If $v_1,...,v_k$ are linearly dependent then there exist $c_1,...,c_k$ such that $\sum_{i=1}^kc_iv_i=0$. You want to be able to choose one of the vectors in that sum to be your $v_j$ and then rearrange the equation so that $v_j$ is all by itself on one side of the equation and does not appear on the other side. What property does $c_j$ have to have to allow you to do that? Can you be sure that at least one of the coefficients has that property?
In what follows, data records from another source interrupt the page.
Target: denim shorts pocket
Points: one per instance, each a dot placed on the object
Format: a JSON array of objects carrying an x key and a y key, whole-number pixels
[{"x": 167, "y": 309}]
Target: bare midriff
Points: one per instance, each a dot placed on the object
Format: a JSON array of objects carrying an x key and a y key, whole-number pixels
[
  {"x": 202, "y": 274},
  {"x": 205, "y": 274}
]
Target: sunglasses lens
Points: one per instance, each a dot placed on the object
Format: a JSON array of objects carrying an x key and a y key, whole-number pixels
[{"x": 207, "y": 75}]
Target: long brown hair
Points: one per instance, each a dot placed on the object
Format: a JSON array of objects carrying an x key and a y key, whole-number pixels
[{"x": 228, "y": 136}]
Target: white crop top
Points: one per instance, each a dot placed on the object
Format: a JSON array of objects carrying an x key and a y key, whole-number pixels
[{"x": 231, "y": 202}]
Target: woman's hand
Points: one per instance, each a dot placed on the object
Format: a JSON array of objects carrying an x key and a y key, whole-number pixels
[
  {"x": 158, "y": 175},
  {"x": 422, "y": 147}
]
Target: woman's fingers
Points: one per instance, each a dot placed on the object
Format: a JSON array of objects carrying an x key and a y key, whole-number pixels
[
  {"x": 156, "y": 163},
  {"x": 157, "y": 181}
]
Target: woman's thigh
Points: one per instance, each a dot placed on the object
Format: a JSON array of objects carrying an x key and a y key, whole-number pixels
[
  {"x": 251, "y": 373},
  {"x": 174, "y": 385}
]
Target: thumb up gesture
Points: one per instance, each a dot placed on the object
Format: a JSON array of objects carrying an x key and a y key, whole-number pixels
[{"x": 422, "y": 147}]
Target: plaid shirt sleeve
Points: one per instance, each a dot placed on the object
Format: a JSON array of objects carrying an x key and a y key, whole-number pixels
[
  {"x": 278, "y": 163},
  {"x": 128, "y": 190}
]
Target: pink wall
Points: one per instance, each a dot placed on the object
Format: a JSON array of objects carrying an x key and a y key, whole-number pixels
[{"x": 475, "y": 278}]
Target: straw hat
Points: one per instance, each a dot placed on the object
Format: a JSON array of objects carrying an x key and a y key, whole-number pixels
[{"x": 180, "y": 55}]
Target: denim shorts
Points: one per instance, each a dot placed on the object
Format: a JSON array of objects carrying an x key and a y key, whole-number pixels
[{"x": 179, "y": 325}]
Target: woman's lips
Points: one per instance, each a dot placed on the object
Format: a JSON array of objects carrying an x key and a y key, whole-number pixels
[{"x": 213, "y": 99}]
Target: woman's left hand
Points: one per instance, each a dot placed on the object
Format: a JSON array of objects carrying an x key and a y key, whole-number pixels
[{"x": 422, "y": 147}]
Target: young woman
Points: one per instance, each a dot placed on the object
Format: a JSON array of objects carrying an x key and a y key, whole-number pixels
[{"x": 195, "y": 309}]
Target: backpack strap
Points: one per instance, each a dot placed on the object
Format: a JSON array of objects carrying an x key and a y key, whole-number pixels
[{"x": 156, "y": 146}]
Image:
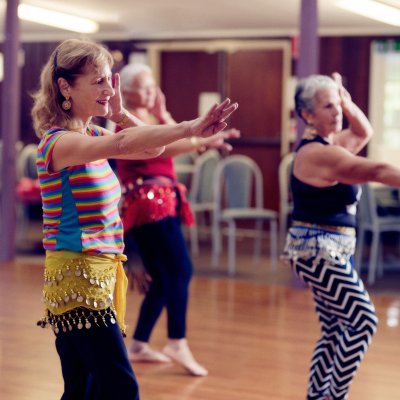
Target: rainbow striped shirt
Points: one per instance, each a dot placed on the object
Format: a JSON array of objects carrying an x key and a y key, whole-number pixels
[{"x": 80, "y": 203}]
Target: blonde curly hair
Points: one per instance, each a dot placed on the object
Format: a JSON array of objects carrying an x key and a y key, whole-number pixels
[{"x": 68, "y": 61}]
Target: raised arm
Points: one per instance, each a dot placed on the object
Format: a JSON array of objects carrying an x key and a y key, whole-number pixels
[
  {"x": 360, "y": 130},
  {"x": 323, "y": 166},
  {"x": 130, "y": 143}
]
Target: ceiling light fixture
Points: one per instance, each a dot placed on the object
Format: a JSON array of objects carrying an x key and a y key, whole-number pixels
[
  {"x": 372, "y": 9},
  {"x": 57, "y": 19}
]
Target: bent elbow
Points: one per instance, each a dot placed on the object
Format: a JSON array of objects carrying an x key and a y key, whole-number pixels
[
  {"x": 155, "y": 152},
  {"x": 121, "y": 145}
]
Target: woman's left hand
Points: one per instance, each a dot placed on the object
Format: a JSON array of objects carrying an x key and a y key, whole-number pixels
[
  {"x": 116, "y": 111},
  {"x": 218, "y": 140}
]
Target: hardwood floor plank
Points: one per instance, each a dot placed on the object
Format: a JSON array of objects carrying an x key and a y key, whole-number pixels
[{"x": 255, "y": 339}]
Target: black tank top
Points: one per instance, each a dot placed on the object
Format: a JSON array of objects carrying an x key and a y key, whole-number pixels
[{"x": 335, "y": 205}]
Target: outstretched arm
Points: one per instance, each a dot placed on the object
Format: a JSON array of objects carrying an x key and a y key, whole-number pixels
[
  {"x": 187, "y": 145},
  {"x": 130, "y": 143},
  {"x": 323, "y": 166},
  {"x": 360, "y": 130}
]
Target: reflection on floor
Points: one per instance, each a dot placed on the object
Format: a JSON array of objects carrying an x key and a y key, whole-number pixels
[{"x": 254, "y": 333}]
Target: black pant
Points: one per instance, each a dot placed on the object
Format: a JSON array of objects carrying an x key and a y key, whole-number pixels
[
  {"x": 95, "y": 364},
  {"x": 163, "y": 250}
]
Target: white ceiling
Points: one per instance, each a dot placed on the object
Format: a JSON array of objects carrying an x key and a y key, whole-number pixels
[{"x": 195, "y": 19}]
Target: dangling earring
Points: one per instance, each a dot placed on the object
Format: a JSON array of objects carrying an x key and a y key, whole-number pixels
[{"x": 66, "y": 104}]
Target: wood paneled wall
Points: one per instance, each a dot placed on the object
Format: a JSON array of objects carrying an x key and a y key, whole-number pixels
[{"x": 184, "y": 75}]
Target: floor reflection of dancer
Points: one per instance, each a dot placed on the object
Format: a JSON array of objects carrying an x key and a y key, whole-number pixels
[
  {"x": 82, "y": 229},
  {"x": 320, "y": 244},
  {"x": 153, "y": 203}
]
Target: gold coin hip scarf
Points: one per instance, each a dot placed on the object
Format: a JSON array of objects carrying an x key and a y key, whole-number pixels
[{"x": 88, "y": 281}]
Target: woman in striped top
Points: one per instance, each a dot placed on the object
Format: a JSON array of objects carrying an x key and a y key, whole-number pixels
[{"x": 85, "y": 285}]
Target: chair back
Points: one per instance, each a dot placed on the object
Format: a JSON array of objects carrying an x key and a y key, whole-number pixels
[
  {"x": 367, "y": 209},
  {"x": 234, "y": 177},
  {"x": 203, "y": 174},
  {"x": 27, "y": 162},
  {"x": 285, "y": 169}
]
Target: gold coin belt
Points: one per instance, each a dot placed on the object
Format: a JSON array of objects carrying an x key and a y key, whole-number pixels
[{"x": 67, "y": 321}]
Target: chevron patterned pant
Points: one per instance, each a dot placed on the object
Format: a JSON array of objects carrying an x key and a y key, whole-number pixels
[{"x": 348, "y": 321}]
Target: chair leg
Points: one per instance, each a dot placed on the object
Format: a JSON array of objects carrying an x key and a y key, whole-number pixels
[
  {"x": 231, "y": 247},
  {"x": 215, "y": 243},
  {"x": 359, "y": 249},
  {"x": 282, "y": 229},
  {"x": 374, "y": 257},
  {"x": 194, "y": 240},
  {"x": 257, "y": 242},
  {"x": 379, "y": 271},
  {"x": 273, "y": 227}
]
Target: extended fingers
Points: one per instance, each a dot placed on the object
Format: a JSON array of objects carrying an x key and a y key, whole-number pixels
[{"x": 227, "y": 112}]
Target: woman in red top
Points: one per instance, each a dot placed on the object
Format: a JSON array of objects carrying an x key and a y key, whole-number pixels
[{"x": 153, "y": 205}]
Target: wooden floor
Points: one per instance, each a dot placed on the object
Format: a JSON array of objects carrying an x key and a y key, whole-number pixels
[{"x": 255, "y": 339}]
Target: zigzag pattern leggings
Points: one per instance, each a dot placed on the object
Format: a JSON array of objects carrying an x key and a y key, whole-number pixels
[{"x": 348, "y": 321}]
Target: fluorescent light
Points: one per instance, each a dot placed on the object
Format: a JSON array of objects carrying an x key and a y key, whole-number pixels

Why?

 

[Danielm]

If $v_1,...,v_k$ are linearly dependent then there exist $c_1,...,c_k$ such that $\sum_{i=1}^kc_iv_i=0$. You want to be able to choose one of the vectors in that sum to be your $v_j$ and then rearrange the equation so that $v_j$ is all by itself on one side of the equation and does not appear on the other side. What property does $c_j$ have to have to allow you to do that? Can you be sure that at least one of the coefficients has that property? Why?

vj is a linear combination of (v1,...,vk)-vj.

c1v1+...+c_j-1v_j-1+c_j+1v_j+1+...+c_kv_k-v_j=0

so c1v1+...+c_j-1v_j-1+c_j+1v_j+1+...+c_kv_k has to add up to v_j so the sum is 0 and this can't be achieved if all c_j are zero

 

[andrewkirk]

so c1v1+...+c_j-1v_j-1+c_j+1v_j+1+...+c_kv_k has to add up to v_j so the sum is 0 and this can't be achieved if all c_j are zero

Right. And if there is no linear combination that adds to zero for which the $c_j$ are not all zero, what does that tell us about whether the set of vectors is linearly dependent?

 

[Danielm]

Right. And if there is no linear combination that adds to zero for which the $c_j$ are not all zero, what does that tell us about whether the set of vectors is linearly dependent?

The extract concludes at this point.